All four packages were mailed from Passau, Germany, just over the border from the western Austrian city of Linz, Lissl said Saturday.
Federal counterterrorism officials took charge of the investigation, Austrian media reported Saturday, and experts with the Federal Criminal Investigations Bureau -- Austria's equivalent of the FBI -- were examining the packages for clues.
Results from forensics tests being conducted in Salzburg were not expected until sometime next week.
Investigators said they still could not be certain the same individual sent all four packages, though police said they were working on the assumption that whoever mailed them held a grudge.
Officials said the exact motive remained unclear, since the official who suffered the burns -- former Weisskirchen mayor Rudolf Prinz -- is a member of the ruling Social Democratic Party, yet two of the other packages targeted officials with the conservative Austrian People's Party.

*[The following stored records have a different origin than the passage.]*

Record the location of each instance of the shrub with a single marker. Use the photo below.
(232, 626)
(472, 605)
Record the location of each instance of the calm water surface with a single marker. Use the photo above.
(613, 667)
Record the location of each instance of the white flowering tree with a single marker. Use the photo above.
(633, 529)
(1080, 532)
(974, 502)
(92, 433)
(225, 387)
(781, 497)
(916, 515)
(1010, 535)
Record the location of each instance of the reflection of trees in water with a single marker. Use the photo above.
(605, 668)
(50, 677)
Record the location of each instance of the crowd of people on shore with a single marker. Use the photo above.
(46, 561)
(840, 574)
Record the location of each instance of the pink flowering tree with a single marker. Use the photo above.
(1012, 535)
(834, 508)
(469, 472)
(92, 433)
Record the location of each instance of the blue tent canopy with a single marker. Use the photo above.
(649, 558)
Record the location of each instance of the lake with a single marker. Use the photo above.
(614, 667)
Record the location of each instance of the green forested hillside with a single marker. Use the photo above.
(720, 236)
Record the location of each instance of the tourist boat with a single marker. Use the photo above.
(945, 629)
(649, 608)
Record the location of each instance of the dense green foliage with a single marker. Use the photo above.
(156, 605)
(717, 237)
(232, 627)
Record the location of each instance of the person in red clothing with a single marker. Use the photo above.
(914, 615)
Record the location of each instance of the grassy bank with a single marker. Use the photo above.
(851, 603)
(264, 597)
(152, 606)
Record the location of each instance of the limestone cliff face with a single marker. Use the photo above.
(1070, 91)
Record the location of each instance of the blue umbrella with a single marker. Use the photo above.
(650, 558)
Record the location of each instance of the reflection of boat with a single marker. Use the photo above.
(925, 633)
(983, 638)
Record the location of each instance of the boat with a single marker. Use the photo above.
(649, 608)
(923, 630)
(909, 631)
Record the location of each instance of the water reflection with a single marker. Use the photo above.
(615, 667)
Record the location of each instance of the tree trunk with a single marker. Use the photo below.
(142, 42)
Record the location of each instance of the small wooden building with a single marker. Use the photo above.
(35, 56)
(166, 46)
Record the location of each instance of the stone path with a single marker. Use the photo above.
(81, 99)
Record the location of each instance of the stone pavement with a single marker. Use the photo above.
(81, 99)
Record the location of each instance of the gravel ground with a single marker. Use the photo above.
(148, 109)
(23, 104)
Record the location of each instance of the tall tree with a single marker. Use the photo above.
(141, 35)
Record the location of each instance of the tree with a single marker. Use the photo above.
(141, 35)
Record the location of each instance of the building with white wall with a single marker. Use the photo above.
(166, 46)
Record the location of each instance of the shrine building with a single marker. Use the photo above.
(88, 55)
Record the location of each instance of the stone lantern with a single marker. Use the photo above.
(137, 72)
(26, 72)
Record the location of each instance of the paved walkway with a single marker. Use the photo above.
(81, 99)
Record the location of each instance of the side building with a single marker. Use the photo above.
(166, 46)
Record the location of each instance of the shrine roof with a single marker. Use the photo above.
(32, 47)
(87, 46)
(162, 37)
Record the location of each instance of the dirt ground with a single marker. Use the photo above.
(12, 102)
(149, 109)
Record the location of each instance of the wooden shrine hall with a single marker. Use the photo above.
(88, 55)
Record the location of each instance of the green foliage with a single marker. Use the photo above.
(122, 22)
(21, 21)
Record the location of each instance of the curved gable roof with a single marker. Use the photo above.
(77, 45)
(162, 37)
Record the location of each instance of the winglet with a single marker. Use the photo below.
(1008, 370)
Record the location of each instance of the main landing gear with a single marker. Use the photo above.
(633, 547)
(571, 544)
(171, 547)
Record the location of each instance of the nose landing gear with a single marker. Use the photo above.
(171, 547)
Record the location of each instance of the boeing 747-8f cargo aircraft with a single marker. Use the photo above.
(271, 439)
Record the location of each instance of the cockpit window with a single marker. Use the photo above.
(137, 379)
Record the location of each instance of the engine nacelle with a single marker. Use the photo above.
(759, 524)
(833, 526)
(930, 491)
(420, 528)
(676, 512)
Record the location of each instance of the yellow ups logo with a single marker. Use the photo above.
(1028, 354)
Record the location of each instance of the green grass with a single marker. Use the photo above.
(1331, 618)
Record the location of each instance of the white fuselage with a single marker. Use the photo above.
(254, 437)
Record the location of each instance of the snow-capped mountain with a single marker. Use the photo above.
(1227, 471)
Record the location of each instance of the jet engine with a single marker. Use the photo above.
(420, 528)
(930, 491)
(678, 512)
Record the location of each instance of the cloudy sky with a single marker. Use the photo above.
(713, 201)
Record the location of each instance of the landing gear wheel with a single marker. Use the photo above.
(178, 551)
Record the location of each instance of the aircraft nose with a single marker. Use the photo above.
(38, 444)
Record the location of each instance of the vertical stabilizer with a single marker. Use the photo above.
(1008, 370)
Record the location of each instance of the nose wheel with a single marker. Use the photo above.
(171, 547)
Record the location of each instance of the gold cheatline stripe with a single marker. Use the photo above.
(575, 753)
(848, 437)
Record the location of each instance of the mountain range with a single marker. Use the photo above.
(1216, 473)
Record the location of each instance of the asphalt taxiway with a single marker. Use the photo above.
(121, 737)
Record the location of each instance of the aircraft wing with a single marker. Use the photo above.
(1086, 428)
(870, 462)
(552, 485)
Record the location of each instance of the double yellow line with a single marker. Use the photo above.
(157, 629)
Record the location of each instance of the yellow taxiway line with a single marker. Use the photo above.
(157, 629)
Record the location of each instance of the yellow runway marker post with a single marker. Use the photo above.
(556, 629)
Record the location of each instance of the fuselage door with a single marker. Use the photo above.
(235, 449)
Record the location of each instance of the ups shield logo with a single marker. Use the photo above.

Police were interviewing the officials' neighbors Saturday to determine whether any of them had signed for suspicious packages or could offer any other information, Lissl said.
Prinz, 61, said he was injured when he opened the book-sized package and it released a noxious vapor. In addition to the burns on his hand and foot, he was treated for inflammation to his nasal passages.
"It burned my eyes, my nose and my skin, and it stank up the whole house," Prinz told Austrian public broadcaster ORF.
Josef Puehringer, the governor of Upper Austria province, condemned what he called "this underhand act" and demanded those responsible be brought to justice.
Austria's Interior Ministry cautioned local officials against opening any packages or letters that might seem suspicious and warned the public of the possibility of copycat incidents in coming days.